Most commencement addresses are fairly forgettable exercises. I have sat through three of them, high school, college and law school, and I confess I can remember almost nothing about them. I guess they are a rite of passage, but few rites of passage are so universal and so universally ignored.
One hundred years ago, President Roosevelt, on May 2, 1902, gave the commencement speech at the Naval Academy. Although he served in the Army during the Spanish-American War, the Navy, without a doubt, was TR’s favorite service. He wrote the seminal history, at that point, of the naval war of 1812 as a young man, a book which still may be read with much profit. He was convinced that in the 20th century naval power would be the decisive factor in World history, a belief greatly supported by his enthusiastic reading of Dennis Hart Mahan’s The Influence of Sea Power Upon History (1890). Roosevelt would greatly enhance American naval power during his term in office. Here is his address:
TO THE GRADUATING CLASS OF THE NAVAL ACADEMY
MAY 2, 1902
Gentlemen of the Graduating Class:
In receiving these diplomas you become men who above almost any others of the entire Union are to carry henceforth ever-present with you the sense of responsibility which must come if you are worthy of wearing the uniform; which must come with the knowledge that on some tremendous day it may depend upon your courage, your preparedness, your skill in your profession, whether or not the nation is again to write her name on the world s roll of honor or is to know the black shame of defeat. We all of us earnestly hope that the occasion for war may not arise, but if it has to come then this nation must win; and as Dr. Winston has pointed out, in winning the prime factor must of necessity be the United States Navy.

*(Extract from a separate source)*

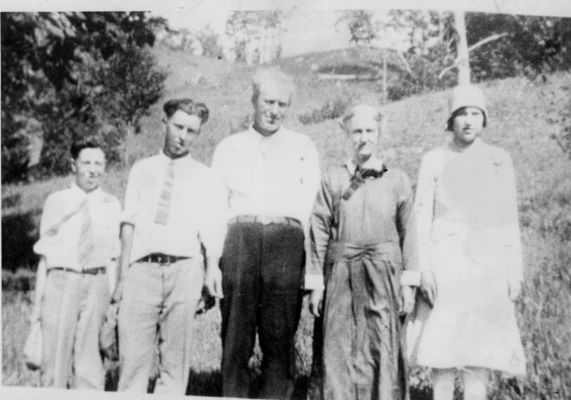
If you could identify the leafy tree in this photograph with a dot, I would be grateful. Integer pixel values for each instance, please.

If the navy fails us then we are doomed to defeat. It should therefore be an object of prime importance for every patriotic American to see that the navy is built up; and that it is kept to the highest point of efficiency both in personnel and material. Above all, it can not be too often repeated to those representatives of the nation in whose hands the practical application of the principle lies, that in modern naval war the chief factor in achieving triumph is what has been done in the way of thorough preparation and training before the beginning of the war. It is what has been done before the outbreak of war that counts most. After the outbreak, all that can be done is to use to best ad vantage the great war engines, and the seamanship, marksmanship, and general practical efficiency which have already been provided by the forethought of the national legislature and by the administrative ability, through a course of years, of the Navy Department.
A battleship can not be improvised. It takes years to build. And we must learn that it is exactly as true that the skill of the officers and men in handling a battleship aright can likewise never be improvised ; that it must spring from use and actual sea service, and from the most careful, zealous, and systematic training. You to whom I am about to give these diplomas now join the ranks of the officers of the United States Navy. You enter a glorious service, proud of its memories of renown.

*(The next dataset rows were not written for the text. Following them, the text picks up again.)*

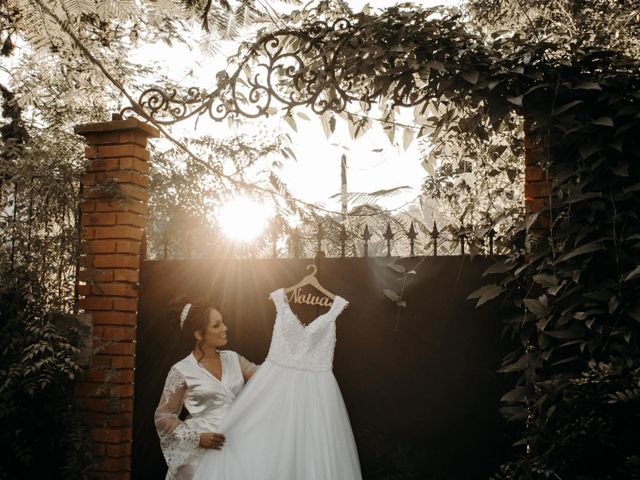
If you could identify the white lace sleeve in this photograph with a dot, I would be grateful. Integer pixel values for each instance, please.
(176, 439)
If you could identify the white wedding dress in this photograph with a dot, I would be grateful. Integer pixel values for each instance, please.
(290, 421)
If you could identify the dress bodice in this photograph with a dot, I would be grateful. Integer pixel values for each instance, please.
(309, 347)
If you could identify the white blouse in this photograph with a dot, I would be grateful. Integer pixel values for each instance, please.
(207, 400)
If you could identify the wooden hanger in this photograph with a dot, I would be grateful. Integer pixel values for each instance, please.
(313, 281)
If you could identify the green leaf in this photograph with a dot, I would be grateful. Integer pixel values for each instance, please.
(498, 267)
(521, 364)
(397, 268)
(632, 274)
(471, 76)
(588, 86)
(604, 122)
(546, 280)
(517, 394)
(391, 295)
(535, 307)
(515, 100)
(407, 138)
(584, 249)
(565, 107)
(486, 293)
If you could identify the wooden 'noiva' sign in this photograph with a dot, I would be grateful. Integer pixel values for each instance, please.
(307, 298)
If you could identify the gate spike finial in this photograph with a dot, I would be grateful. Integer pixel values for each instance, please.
(366, 235)
(434, 235)
(388, 236)
(343, 239)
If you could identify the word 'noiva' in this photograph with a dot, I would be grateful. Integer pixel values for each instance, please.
(308, 298)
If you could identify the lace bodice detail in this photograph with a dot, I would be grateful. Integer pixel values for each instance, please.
(309, 347)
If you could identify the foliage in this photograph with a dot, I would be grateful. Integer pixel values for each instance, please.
(42, 434)
(575, 284)
(185, 195)
(603, 24)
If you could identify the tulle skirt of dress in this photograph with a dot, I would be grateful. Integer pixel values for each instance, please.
(285, 425)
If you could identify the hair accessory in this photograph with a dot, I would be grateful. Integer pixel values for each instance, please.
(183, 315)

You must keep ever in your minds the thought of the supreme hour which may come when what you do will forever add to or detract from that renown. Some of you will have to do your part in helping construct the ships and the guns which you use.
You need to bend every energy toward making these ships and guns in all their details the most perfect of their kind throughout the world. The ship must be seaworthy, the armament fitted for best protection to the guns and men, the guns in all their mechanism fit to do the greatest possible execution in the shortest possible time. Every detail, whether of protection to the gun-crews, of rapidity and sureness in handling the ammunition and working the elevating and revolving gear, or of quickness and accuracy in sighting, must be thought out far in advance, and the thought carefully executed in the actual work. But after that has been done it remains true that the best ships and guns, the most costly mechanism, are utterly valueless if the men have not been trained to use them to the best possible ad vantage. From now on throughout your lives there can be no slackness in the performance of duty on your part. Much has been given you, and much will be expected from you. Your duty must be ever present with you, waking and sleeping. You must train yourselves, and you must train those under you, in the actual work of seamanship, in the actual work of gunnery. If the day for battle comes you will need all that you possess of boldness, skill, de termination, ability to bear punishment, and instant readiness in an emergency. Without these qualities you can do nothing, yet even with them you can do but little if you have not had the forethought and set purpose to train yourselves and the enlisted men under you aright. Officers and men alike must have the sea habit; officers and men alike must realize that in battle the only shots that count are the shots that hit, and that normally the victory will lie with the side whose shots hit oftenest. Of course you must have the ability to stand up to the hammering; the courage, the daring, the resolution to endure; but I take it for granted you will have those qualities.
It is less to be thought to your credit to have them than it would be eternally to your discredit to lack them. I take it for granted you will have the courage we have a right to expect to go with American seamanship; that you will have the daring and the resolution. And I ask that you make it from now on your object to see that if ever the day should arise, your courage, your readiness, your eager desire to win fresh renown for the flag be made good by the training you have given yourselves and those under you in the practical work of your profession in seamanship and gunnery.